The joy of working in an open community

During the last month or so, I’ve been struggling/stuck solving data processing scripts. Fortunately, working in geospatial sciences and with an open technology stack, the community is always there to help. In short, the process I was following was:

  1. Read the data.
  2. Process it with GeoPandas.
  3. Split the data to append it to two different tables in the database.
  4. Save the data in a Postgres database.

In theory, the process sounds quite simple. However, the challenge came from the size of the data -55 datasets of more than 20 million rows each- and the tame it took to upload the data into the database using geopandas, a Python 🐍 library to work with geodata. In my initial tests, for one file it ran for two days without finishing uploading the data. I optimized my code to run the analysis faster, but in the end, the bottleneck was moving the data into the database.

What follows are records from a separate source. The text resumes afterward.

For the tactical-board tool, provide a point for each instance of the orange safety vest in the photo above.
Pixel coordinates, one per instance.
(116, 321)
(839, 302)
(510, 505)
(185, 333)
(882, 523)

To solve the problem I tapped into the collective wisdom from open communities. The first step, as with most of the coding problems, was to turn to StackOverflow 🕵️. I found a couple of pointers on how to optimize the process, mostly when working with regular data tables. However, mines had geographical properties, thus making some of the suggestions not so easy to integrate into my workflow. After reading some technical blogs and getting, most of the time, similar answers and approaches I decided to ask in The Spatial Community slack. Within minutes I received a couple of answers pointing to possible specific solutions on how to modify my code and solve the roadblock. After some testing one of those solutions worked like a charm. I went from ♾ to less than a minute to upload the data.

I am very fortunate to be working on problems that are solved with open source technology, and that have a large welcoming community. Being able to interact with people around the world, that are working on similar topics, and that share their knowledge provides a great opportunity to keep growing and sharing knowledge.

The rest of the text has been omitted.